Multiple sub-compartment analysis from Hi-C data
Purpose
This program is to do multiple sub-compartment analysis for Hi-C data. Test data are also provided.
Installation
The program is simple one-file executable for linux system. Just download CscoreTool-M Then run the following command:
chmod +x CscoreTool-M
Then you can type ./CscoreTool-M to run it.
The executable is compiled on a CentOS linux machine. If it doesn't work, download the CscoreTool-M.cpp, twister.h and twister.cpp files and put them in the same folder. Then run
g++ CscoreTool-M.cpp twister.cpp -fopenmp -O3 -o CscoreTool-M
You'll get an execuable file CscoreTool-M.
Usage: Usage: CscoreTool-M <windows_Rabl.bed> <input.summary> <N_subcompartments> <N_Rablwindow> <N_session> [Blacklist.bed] [ExcludedInteractions.txt]
Input parameters
a. windows.bed This file is to specify the genomic windows to analyze. It should be an equal-length bed file with the fourth column being the Rabl position, i.e. the relative position between centromere (0) and telomere (1).

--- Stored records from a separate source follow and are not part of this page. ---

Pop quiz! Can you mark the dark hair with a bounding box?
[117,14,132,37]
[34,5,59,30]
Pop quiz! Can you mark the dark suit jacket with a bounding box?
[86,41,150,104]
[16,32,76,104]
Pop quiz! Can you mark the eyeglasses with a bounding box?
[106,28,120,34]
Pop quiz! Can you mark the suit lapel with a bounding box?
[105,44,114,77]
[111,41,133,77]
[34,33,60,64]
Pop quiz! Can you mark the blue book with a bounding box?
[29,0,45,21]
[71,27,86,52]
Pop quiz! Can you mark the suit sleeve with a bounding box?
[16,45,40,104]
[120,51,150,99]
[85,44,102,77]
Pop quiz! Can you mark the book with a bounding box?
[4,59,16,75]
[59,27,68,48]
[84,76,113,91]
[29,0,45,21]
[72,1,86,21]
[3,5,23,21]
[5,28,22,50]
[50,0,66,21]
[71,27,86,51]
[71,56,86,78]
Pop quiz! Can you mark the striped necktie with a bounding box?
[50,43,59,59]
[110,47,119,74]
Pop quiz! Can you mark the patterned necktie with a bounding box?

b. input.summary This file is the main input file for Hi-C interactions. We accept the same format as the HiCsummary file format for HOMER runHiCpca.pl. See http://homer.ucsd.edu/homer/interactions/HiCtagDirectory.html An example file test.summary.gz can be downloaded. This is 0.5% randomly selected reads in chr1 from the High-resolution GM12878 cell Hi-C dataset (Rao, 2014).
c. OutputPrefix This is the prefix for output files.
d. N_subcompartment The number of sub-compartment to analyze
e. N_Rablwindow The size of the Rabl matrix output.
f. N_session This the number of sessions to use. The number of choice depends on the resource available. These 6 arguments a-f are needed.
g. Blacklist.bed This is the encode blacklist file which lists the blacklist regions excluded from ChIP-seq analysis, possibly due to copy number variations. If the program takes 7 arguments, it will take the 7th argument as Blacklisted.bed.
h. ExcludedInteractions.txt This is the file for excluding regions having translocations. The format is like
chrName1a_chrStart1a_chrEnd1a chrName1b_chrStart1b_chrEnd1b
chrName2a_chrStart2a_chrEnd2a chrName2b_chrStart2b_chrEnd2b chrName2c_chrStart2c_chrEnd2c
......
For each line, several genomic regions are listed in the chrName_chrStart_chrEnd format and separated by tab. Then any interactions between genomic regions in the same line will be excluded from the analysis. Note that the expectation are also excluded in the calculation, so it's different from simply delete the interactions from the input file. If the program takes 8 arguments, it will take the 8th argument as ExcludedInteractions.txt.
Example run:
./CscoreTool-M hg38_500k_Rabl.bed Test.summary Test_500k_1 5 20 12
./CscoreTool-M hg38_500k_Rabl.bed Test.summary Test_500k_2 5 20 12 hg38_blacklisted.bed
./CscoreTool-M hg38_500k_Rabl.bed Test.summary Test_500k_3 5 20 12 hg38_blacklisted.bed Test_excluded.txt
Output There are 3 output files.
XXX_cscore.txt This is the Cscore estimated for each genomic window. XXX_cscore.bedgraph This is the bedgraph file made for visualization. Ths c-scores are normalized to add up to 1 for each genomic region. Regions with no reads are not shown. XXX_rabl.txt estimated Rabl effect, shown as a matrix.